The problem I have found about CLEAR, at the end was very simple to be fixed. I needed to define T AS STRING, but I solved defining T AS SINGLE (and even INTEGER is working) and then converting it in string with _LTRIM and STR$. But, when the code starts to be long and complicated, like the mine with 12 subroutines and almost 2000 lines, it becomes difficult to distinguish if the problem is about something wrong somewhere in the code, or a bug. Generally, 999 every 1000 times the problem is something wrong in the code, so one doesn't think about a bug and finishes to spend much time in searching an error. Finally, one can suppose a bug, but even in this case, it is impossible to know that the problem is in something apparently separate: how one can suppose that there is a conflict between CLEAR and defining a string in TYPE?
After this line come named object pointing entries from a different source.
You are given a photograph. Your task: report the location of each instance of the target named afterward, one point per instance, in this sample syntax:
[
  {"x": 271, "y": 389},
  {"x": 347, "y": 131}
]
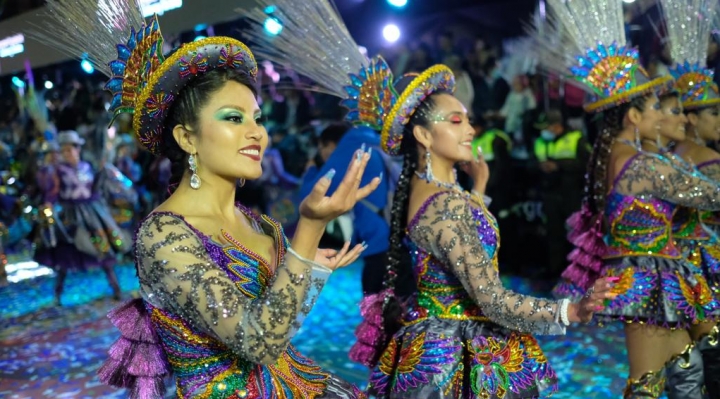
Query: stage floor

Even when I wrote the first post, I was not thinking about a bug in CLEAR, and I was convinced that there was someting wrong in the code, or maybe a wrong use of CLEAR. I found the bug only cutting the first example in order to make it more understandable for you. And, as you say that CLEAR is buggy, maybe there are other bug in it.
I think that it will be nice if CLEAR will be fixed, because I think that it is not a marginal command, as RUN, but a very important one: it is common that a program has to restart itself without exiting and rerun it, so it is important to have a simple and well working command that clear all variables without the necessity to create specific routines to do it.